2. Pre-read your teacher’s manuals. Many of them give preparation instructions for getting started. Plan ahead!
3. Get to know your book lists. Verify that your library carries the titles you need. If they don’t, order your remaining books far enough ahead that you will have them when you start school.
4. Print out all worksheets and instruction guides from any eBooks you are using. In this day of digital curriculum, like All American History Jr. and Illuminations , it’s not unusual to have a long list of things to print out.
5. Buy pre-punched printer paper for printing! I can’t stress this enough. Even if you have a 3-hole punch, if you’re planning on printing hundreds of pages you will appreciate having printer paper that already has the holes in it. I found some pre-punched printer paper at Amazon that is a full $3 cheaper than I paid at Office Depot the other day. (Darn it!) Shop around!
6. Take advantage of the those back-to-school sales. Do you have to? No, of course not. But at what other time will you find glue sticks at three 2-packs for $1? You can get everything from spiral notebooks to pens and pencils and really nice binders dirt cheap right now.
7. Start gathering project and science experiment supplies. You can collect them in labeled shoeboxes or gallon freezer bags and store them for when you need them. Better to be prepared than have to skip a neat experiment because you forgot to save a jar or purchase something simple!

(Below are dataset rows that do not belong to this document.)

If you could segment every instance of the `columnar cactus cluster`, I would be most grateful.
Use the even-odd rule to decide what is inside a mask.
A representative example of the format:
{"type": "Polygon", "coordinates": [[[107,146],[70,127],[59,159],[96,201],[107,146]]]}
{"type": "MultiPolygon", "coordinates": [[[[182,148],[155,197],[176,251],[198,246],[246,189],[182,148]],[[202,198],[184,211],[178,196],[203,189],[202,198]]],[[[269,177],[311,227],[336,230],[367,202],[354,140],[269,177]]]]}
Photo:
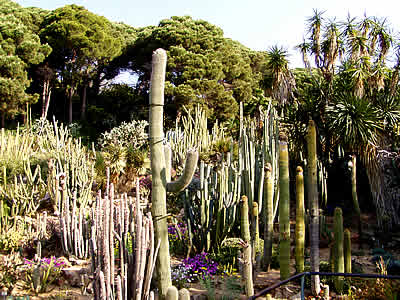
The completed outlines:
{"type": "Polygon", "coordinates": [[[154,239],[151,214],[144,214],[140,206],[139,182],[136,195],[134,201],[126,194],[114,199],[110,184],[104,197],[101,192],[96,197],[90,214],[95,299],[151,297],[150,282],[159,243],[154,239]]]}

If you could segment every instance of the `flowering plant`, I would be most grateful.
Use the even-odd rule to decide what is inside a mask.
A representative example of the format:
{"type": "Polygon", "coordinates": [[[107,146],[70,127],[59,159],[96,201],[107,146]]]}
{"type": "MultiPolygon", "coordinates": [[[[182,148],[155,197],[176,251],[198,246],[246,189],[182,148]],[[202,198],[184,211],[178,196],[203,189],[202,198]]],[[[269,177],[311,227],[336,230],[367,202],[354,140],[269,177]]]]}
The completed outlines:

8. Make use of binder tabs. The ones I prefer to use can be written on with permanent marker. I get the 8-packs, and use them for my printed out curriculum instruction manuals and for the kids’ school notebooks. Again, shop the sales. The prices on these can range anywhere between $2.29-$8 depending on where you go.
9. Set aside a place to keep all of your curriculum, and a place for your kids to keep their own books and supplies. I find that when things are scattered around, we can’t find what we need and things end up being skipped due to disorganization. Sad excuse, but it happens!

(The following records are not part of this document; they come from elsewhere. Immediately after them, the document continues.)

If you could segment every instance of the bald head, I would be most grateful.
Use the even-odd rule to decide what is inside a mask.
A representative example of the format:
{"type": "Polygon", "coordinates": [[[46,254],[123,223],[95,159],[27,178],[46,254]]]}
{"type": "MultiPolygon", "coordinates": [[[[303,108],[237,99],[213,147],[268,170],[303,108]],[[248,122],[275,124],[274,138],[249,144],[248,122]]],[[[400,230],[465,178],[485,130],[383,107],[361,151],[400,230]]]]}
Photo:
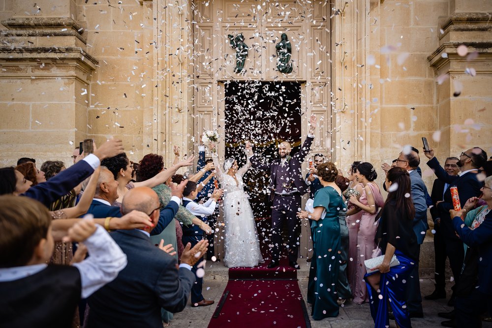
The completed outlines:
{"type": "Polygon", "coordinates": [[[278,145],[278,154],[280,158],[285,158],[290,153],[290,144],[286,141],[282,141],[278,145]]]}
{"type": "Polygon", "coordinates": [[[137,187],[125,194],[122,202],[122,212],[127,214],[134,210],[151,214],[159,207],[159,197],[155,192],[148,187],[137,187]]]}

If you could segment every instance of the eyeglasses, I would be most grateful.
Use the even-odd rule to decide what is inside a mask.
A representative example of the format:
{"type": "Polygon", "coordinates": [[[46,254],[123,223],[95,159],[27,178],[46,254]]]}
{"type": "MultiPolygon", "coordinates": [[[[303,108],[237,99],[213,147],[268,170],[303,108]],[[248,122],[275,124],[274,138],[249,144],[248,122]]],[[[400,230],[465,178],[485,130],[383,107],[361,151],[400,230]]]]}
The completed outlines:
{"type": "Polygon", "coordinates": [[[469,158],[469,159],[470,159],[470,160],[471,160],[471,162],[472,162],[472,163],[475,163],[474,162],[473,162],[473,158],[472,158],[471,157],[470,157],[470,155],[468,155],[468,154],[467,154],[467,153],[466,153],[466,152],[465,152],[464,151],[462,152],[461,153],[461,155],[460,155],[460,156],[466,156],[467,157],[468,157],[468,158],[469,158]]]}
{"type": "Polygon", "coordinates": [[[152,214],[153,214],[153,213],[154,213],[154,212],[155,212],[155,211],[156,211],[156,210],[157,210],[157,209],[160,209],[160,206],[159,206],[159,207],[158,207],[157,208],[156,208],[156,209],[153,209],[153,210],[152,210],[152,212],[150,212],[150,213],[148,214],[147,215],[148,215],[148,216],[150,216],[151,215],[152,215],[152,214]]]}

10. If you are using a lesson planner or lesson plan software, begin entering your information into those. Get a jump on things! Pre-write as much as is reasonable for your teaching style. Even a simple list of every grammar assignment for the year is a help, because you can plug those assignments into your planner where they fit later on. That may sound like a lot, but later on you’ll be glad you did it!